Il popolo Waorani in pericolo
«Confido nella capacità di resilienza dei popoli e nella vostra capacità di reazione davanti ai difficili momenti che vi tocca vivere. Lo avete dimostrato nei diversi assalti della storia, con i vostri contributi, con la vostra visione differenziata delle relazioni umane, con l’ambiente e con l’esperienza della fede».
Con queste parole papa Francesco, il 19 gennaio 2018 a Puerto Maldonado (Perù), si è rivolto ai numerosi partecipanti di diverse etnie originarie dell’Amazzonia, da circa 3.000 anni il loro habitat naturale.
Il piccolo popolo Waorani (appena 2.500 membri), che abita da sempre nel territorio dell’attuale provincia ecuadoriana di Pataza, la più orientale dell’ Ecuador, ha preso sul serio queste parole.
Dal 2012, infatti, da quando il Governo dell’Ecuador ha deciso di vendere 3 milioni di ettari di Amazzonia all’industria petrolifera, con effetti devastanti per l’habitat naturale, la piccola comunità indigena si è mobilizzata in una lotta disperata per la sopravvivenza. Una lotta diseguale, come quella di Davide contro Golia, data l’insignificanza del popolo amazzonico di fronte alla forza di un governo che ha come sua principale entrata, a fronte di un ingente debito estero, proprio i benefici derivanti dal petrolio. Lo Stato ha svolto una consulta, celando dietro un’apparente apertura un vero e proprio inganno: evidenziando, cioè, le utilità economiche del petrolio e occultando i gravissimi danni ambientali.

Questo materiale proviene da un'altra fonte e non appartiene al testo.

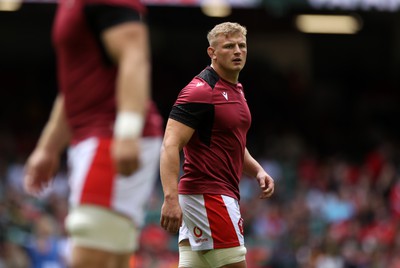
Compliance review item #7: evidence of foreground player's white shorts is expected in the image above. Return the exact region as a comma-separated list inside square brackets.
[68, 137, 162, 226]
[179, 194, 244, 251]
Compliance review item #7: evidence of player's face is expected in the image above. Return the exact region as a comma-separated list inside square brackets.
[214, 33, 247, 72]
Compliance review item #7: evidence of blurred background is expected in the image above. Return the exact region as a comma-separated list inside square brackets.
[0, 0, 400, 268]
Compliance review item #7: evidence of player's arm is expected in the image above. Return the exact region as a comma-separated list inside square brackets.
[243, 148, 275, 199]
[24, 94, 70, 195]
[160, 119, 194, 233]
[90, 7, 150, 175]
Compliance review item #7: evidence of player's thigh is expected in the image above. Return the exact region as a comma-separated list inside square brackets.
[65, 205, 139, 255]
[202, 245, 247, 268]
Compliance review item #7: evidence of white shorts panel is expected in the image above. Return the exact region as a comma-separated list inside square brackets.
[179, 195, 244, 251]
[65, 205, 138, 253]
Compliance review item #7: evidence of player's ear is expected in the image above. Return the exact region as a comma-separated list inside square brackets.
[207, 47, 217, 60]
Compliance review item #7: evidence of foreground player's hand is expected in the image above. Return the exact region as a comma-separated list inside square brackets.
[160, 199, 182, 233]
[112, 139, 140, 176]
[24, 148, 60, 196]
[256, 172, 275, 199]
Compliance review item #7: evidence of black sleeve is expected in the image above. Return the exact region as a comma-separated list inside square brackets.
[169, 103, 214, 146]
[84, 5, 141, 35]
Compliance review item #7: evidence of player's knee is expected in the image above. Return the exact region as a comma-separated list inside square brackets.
[178, 246, 209, 268]
[65, 206, 137, 253]
[203, 246, 247, 267]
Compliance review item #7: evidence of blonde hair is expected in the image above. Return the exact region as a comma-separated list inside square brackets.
[207, 22, 247, 46]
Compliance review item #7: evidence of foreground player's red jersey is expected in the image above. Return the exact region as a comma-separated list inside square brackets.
[170, 67, 251, 200]
[53, 0, 151, 142]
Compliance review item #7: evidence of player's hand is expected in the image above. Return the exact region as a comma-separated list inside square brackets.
[160, 199, 182, 234]
[256, 172, 275, 199]
[24, 148, 60, 196]
[112, 139, 140, 176]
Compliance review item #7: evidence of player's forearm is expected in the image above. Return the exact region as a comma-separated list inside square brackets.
[243, 148, 264, 177]
[37, 95, 70, 154]
[117, 44, 150, 116]
[160, 145, 180, 200]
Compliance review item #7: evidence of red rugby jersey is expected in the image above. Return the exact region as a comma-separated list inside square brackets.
[170, 67, 251, 200]
[53, 0, 162, 142]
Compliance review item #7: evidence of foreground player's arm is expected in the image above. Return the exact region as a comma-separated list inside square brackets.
[243, 148, 275, 199]
[24, 95, 70, 195]
[102, 21, 150, 175]
[160, 119, 194, 233]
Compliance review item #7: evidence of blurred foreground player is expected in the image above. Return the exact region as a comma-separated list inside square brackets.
[160, 22, 274, 268]
[24, 0, 163, 268]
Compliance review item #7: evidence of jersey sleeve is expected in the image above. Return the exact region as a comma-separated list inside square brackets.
[169, 78, 214, 129]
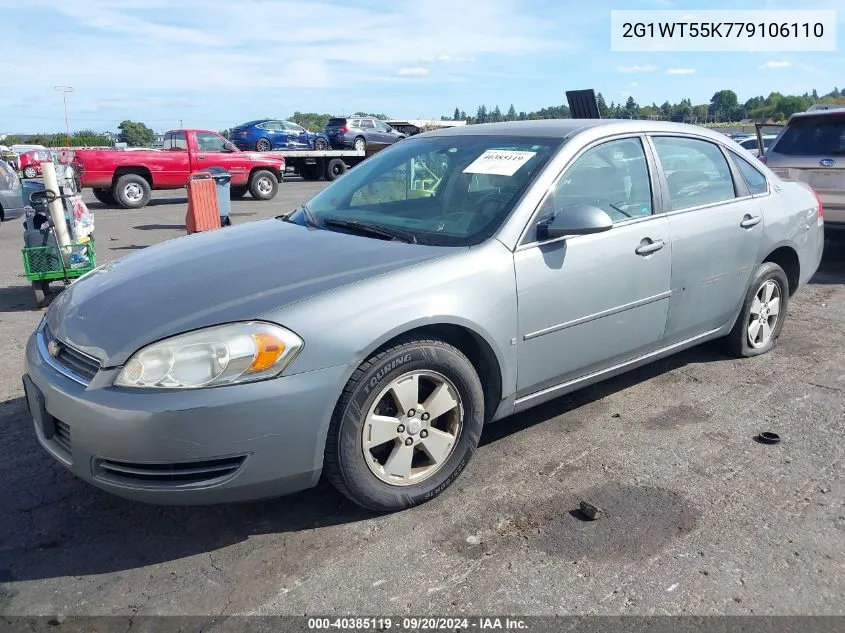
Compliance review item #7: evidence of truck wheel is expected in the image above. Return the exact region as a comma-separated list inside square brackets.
[326, 158, 346, 180]
[299, 165, 323, 180]
[229, 187, 249, 200]
[94, 188, 117, 207]
[249, 169, 279, 200]
[112, 174, 152, 209]
[323, 338, 484, 512]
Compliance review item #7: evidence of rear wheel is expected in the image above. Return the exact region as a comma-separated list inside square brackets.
[727, 262, 789, 357]
[112, 174, 152, 209]
[324, 338, 484, 511]
[298, 163, 323, 180]
[326, 158, 346, 180]
[249, 169, 279, 200]
[229, 187, 249, 200]
[93, 188, 117, 207]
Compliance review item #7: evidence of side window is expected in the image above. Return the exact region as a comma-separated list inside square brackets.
[731, 153, 769, 196]
[544, 138, 652, 222]
[162, 132, 188, 152]
[197, 132, 226, 152]
[653, 136, 736, 211]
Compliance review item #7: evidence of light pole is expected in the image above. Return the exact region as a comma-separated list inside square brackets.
[55, 86, 73, 149]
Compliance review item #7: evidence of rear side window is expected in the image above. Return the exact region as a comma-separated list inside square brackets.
[731, 153, 769, 196]
[772, 115, 845, 156]
[653, 136, 736, 211]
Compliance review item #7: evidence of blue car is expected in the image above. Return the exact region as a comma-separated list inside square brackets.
[229, 119, 329, 152]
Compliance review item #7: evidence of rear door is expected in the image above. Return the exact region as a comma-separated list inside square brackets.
[766, 111, 845, 228]
[650, 135, 768, 345]
[194, 132, 249, 185]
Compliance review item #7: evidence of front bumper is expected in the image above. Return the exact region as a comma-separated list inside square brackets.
[24, 328, 347, 505]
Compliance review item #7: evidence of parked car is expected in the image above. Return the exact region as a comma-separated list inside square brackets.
[323, 116, 407, 152]
[18, 149, 53, 180]
[0, 160, 44, 222]
[229, 119, 329, 152]
[734, 134, 778, 157]
[24, 119, 824, 511]
[763, 109, 845, 238]
[72, 130, 285, 209]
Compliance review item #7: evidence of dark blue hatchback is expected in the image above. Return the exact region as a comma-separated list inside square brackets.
[229, 119, 329, 152]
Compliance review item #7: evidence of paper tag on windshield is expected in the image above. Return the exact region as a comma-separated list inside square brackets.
[464, 149, 537, 176]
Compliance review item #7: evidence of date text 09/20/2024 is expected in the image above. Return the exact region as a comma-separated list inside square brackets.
[308, 617, 528, 631]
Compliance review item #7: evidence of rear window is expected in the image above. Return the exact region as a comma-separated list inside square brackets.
[772, 116, 845, 156]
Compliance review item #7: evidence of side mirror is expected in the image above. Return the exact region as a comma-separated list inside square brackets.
[537, 204, 613, 242]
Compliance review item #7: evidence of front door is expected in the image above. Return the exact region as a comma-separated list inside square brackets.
[651, 136, 768, 344]
[515, 137, 672, 398]
[195, 132, 249, 186]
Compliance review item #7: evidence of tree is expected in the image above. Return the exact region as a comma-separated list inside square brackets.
[117, 121, 155, 147]
[710, 90, 738, 121]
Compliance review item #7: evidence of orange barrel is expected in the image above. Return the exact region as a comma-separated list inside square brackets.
[185, 173, 220, 235]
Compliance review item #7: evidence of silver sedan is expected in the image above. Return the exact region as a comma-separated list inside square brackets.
[24, 120, 824, 510]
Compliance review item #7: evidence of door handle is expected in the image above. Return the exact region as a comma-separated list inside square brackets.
[739, 215, 763, 229]
[634, 238, 666, 255]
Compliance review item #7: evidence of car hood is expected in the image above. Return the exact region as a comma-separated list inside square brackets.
[46, 220, 464, 367]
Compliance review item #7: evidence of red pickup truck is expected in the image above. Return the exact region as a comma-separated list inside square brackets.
[72, 130, 285, 209]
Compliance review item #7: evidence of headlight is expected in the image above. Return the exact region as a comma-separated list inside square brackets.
[114, 321, 302, 389]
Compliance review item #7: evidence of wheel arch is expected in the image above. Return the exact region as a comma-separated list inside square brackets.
[356, 320, 504, 422]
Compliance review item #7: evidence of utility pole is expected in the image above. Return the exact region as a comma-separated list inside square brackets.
[55, 86, 73, 149]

I Waorani, per tutta risposta, hanno deciso di costruire una “mappa” delle specie viventi, animali e vegetali, del territorio, per documentare e raccontare la multiforme vita presente: numerose specie di alberi e arbusti, di uccelli (l’aquila arpia è un loro simbolo, per la sua abilità nella caccia), di mammiferi (tra cui il giaguaro), serpenti, pesci, rane e rospi, lagune, pantani… una vera e propria “mappa viva”, che racconta il forte legame del popolo Waorani con la natura.
Una descrizione dettagliata che ha comportato tre anni di lavoro, dal 2015 al 2018, portato avanti da tutti i membri della comunità: bambini, giovani e anziani, consapevoli della difficoltà di fermare qualcosa di molto più grosso di loro. Per questo, oltre a manifestare nelle strade di Puyo (capitale della Provincia), si sono fatti aiutare anche da avvocati e professionisti per presentare in tribunale le prove della falsità della consultazione, per non aver rispettato i loro diritti e per avere taciuto sugli effetti distruttivi per l’habitat e per la loro stessa sopravvivenza.
Se non fossimo a conoscenza di come vanno a finire in genere questi processi, si potrebbe gioire per la storica sentenza del tribunale, che a fine aprile scorso si è espresso in favore dei Waoriani. Dopo i primi gemiti di vittoria, tuttavia, il Governo dell’Ecuador si sta preparando proprio in questi giorni (il 7 luglio) a fare appello contro la sentenza. Alcune Ong ambientaliste si stanno adoperando, in una corsa contro il tempo, per difendere il diritto di sussistenza della piccola comunità e per salvaguardare un territorio così vitale per tutto il pianeta.
Intanto la Chiesa cattolica si prepara al primo Sinodo Panamazzonico che si terrà nel prossimo mese di ottobre, per porre al centro dell’attenzione mondiale questo prezioso territorio e per entrare in dialogo con i popoli millenari che lo abitano, forse i più deboli del pianeta.
Quello storico 19 gennaio 2018 a Puerto Maldonado (Perù), papa Francesco, davanti a migliaia di “scartati” che l’ascoltavano, si è rivolto commosso all’Eterno: «Che Tu sia lodato, Signore, per quest’opera meravigliosa dei popoli amazzonici e per tutta la biodiversità che queste terre racchiudono». Evidentemente, c’è un altro modo di guardare il Creato e chi lo abita.
C’è, dunque, da aspettarsi molto dal prossimo Sinodo. È in gioco il futuro stesso dell’umanità.